Vor allem Wirtschaftsdezernentin Stefanie Wüst (FDP), die auch stellvertretende Parteivorsitzende ist, soll Aufrufe, sich in Form von Stellungnahmen zu beteiligen, ignoriert haben. Sie hatte sich aber bei der Präsentation des Logistikkonzepts im Juli 2022, das Teil des Masterplans Mobilität ist, lobend Seite an Seite mit Sieferts Amtsvorgänger gezeigt. Doch seit im Mai 2023 die Ergebnisse des gesamten Masterplans öffentlich vorgestellt wurden, schweigt die FDP im Römer und lässt stattdessen seit diesem Sommer ihre Partei mit entsprechenden Beschlüssen gegen den Plan sprechen. Wüst ist allerdings eine der Personen, die den ablehnenden Antrag ihrer Partei mit auf den Weg gebracht hat.
Förderung aller Verkehrsmittel im Koalitionsvertrag verankert
Ganz neu ist der Konflikt um den Verkehr zwischen FDP und Grünen nicht. Schon im Mai 2021, als das Ampel-plus-Bündnis im Römer dabei war, sich zu finden, war es die Parteibasis der Liberalen, die dem Koalitionsvertrag nicht zustimmte und Nachverhandlungen forderte. Die zentrale Ergänzung, dem die anderen Koalitionspartner später zustimmten, lautete: "Das Ziel besteht darin, alle Verkehrsarten und -wege schneller, ökologischer, sicherer und zuverlässiger zu machen und damit auch Verdrängungseffekte so weit wie möglich auszuschließen." Und weiter: "Sämtliche neu zu beschließenden dauerhaften baulichen Maßnahmen werden nur auf Grundlage der konkreten Empfehlungen des Masterplans realisiert."

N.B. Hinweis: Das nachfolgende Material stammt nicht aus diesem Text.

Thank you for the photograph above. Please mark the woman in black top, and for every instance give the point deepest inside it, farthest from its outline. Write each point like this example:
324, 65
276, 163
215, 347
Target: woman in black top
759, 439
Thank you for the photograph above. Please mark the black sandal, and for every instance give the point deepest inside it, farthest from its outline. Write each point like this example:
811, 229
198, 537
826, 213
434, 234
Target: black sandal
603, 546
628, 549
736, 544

Zuvor hatte es im Koalitionsvertrag, den für die FDP die heutigen Stadträtinnen Stefanie Wüst und Annette Rinn verhandelt hatten, geheißen, dass die Voraussetzungen für eine freie Wahl, welches Verkehrsmittel man nutzen möchte, "der gezielte Ausbau des ÖPNV, die Umsetzung der Ergebnisse des Radentscheids und dessen Weiterentwicklung in den Stadtteilen sowie die schnelle und effiziente Ausweitung der Parkraumbewirtschaftung mit günstigen Tarifen für Anwohner*innen und Lieferzonen für Gewerbebetriebe" seien. Schon damals warnten einige Grüne vor der Sollbruchstelle, die es in dieser Koalition als Folge der Nachverhandlungen gebe.

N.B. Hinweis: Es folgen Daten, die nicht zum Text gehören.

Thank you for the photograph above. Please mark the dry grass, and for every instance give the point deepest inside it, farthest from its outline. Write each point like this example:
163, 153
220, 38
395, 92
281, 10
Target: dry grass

Der FDP geht es bei der Ablehnung ums Grundsätzliche: Der Masterplan sei nicht zustimmungsfähig, weil darin ein Gegensatz zwischen dem Prinzip der Effizienz und dem Menschen aufgebaut werde. Zugleich aber hadert sie mit der praktischen Verkehrspolitik. Der neue Radweg an der Eschersheimer Landstraße ist dafür das jüngste Beispiel: Kaum hatte das Mobilitätsdezernat den roten Streifen markieren lassen, unternahm Wirtschaftsdezernentin Wüst einen Ortsbesuch und äußerte sich besorgt zu den Umsatzrückgängen, über die sich die dortigen Geschäftsleute beklagten.

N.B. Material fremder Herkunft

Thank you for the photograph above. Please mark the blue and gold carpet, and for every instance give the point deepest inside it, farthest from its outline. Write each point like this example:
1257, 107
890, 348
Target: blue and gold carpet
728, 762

Masterplan Mobilität doch kein Änderungsplan
Der Parteitag der FDP hat der Fraktions- und Parteispitze, die mit den anderen Koalitionären verhandelt, wenig Spielraum gelassen. Deshalb geht es bei der Suche nach einem Ausweg auch um die Wortwahl: Über dem Dokument zum Masterplan Mobilität, das nun beschlossen werden soll, steht "Bericht". Statt darin Änderungen vorzunehmen, was angesichts der Entstehung mit Bürgerbeteiligung schwierig ist, könnte man diesen vielleicht einfach zur Kenntnis nehmen, so eine Überlegung. Und klarstellen, dass man beim eigentlichen Masterplan und den Teilstrategien seine Vorstellungen deutlich machen werde.
Den Bericht dürfe man nicht zu hoch hängen, sagt FDP-Fraktionschef Yanki Pürsün. "Es ist ja nicht so, dass ohne ihn keine Verkehrspolitik gemacht wird." Siehe den Radweg Eschersheimer Landstraße. Die Ausweisung der übrigen Fahrradstraßen wiederum beruhe auf Beschlüssen zur Fahrradstadt, die von der vorigen Koalition getroffen worden seien – mit Beteiligung der CDU, nicht der FDP. Nachdem es einen ersten Entwurf für eine Magistratsvorlage zum Masterplan gab, hat die FDP nun einen eigenen Vorschlag für Formulierungen gemacht, die ihr eine Zustimmung zum Masterplan ermöglichen sollen. Das sieht der Volt-Fraktionsvorsitzende Martin Huber als Fortschritt. "Jetzt hat die FDP zumindest geliefert, nachdem wir lange vergeblich gewartet hatten."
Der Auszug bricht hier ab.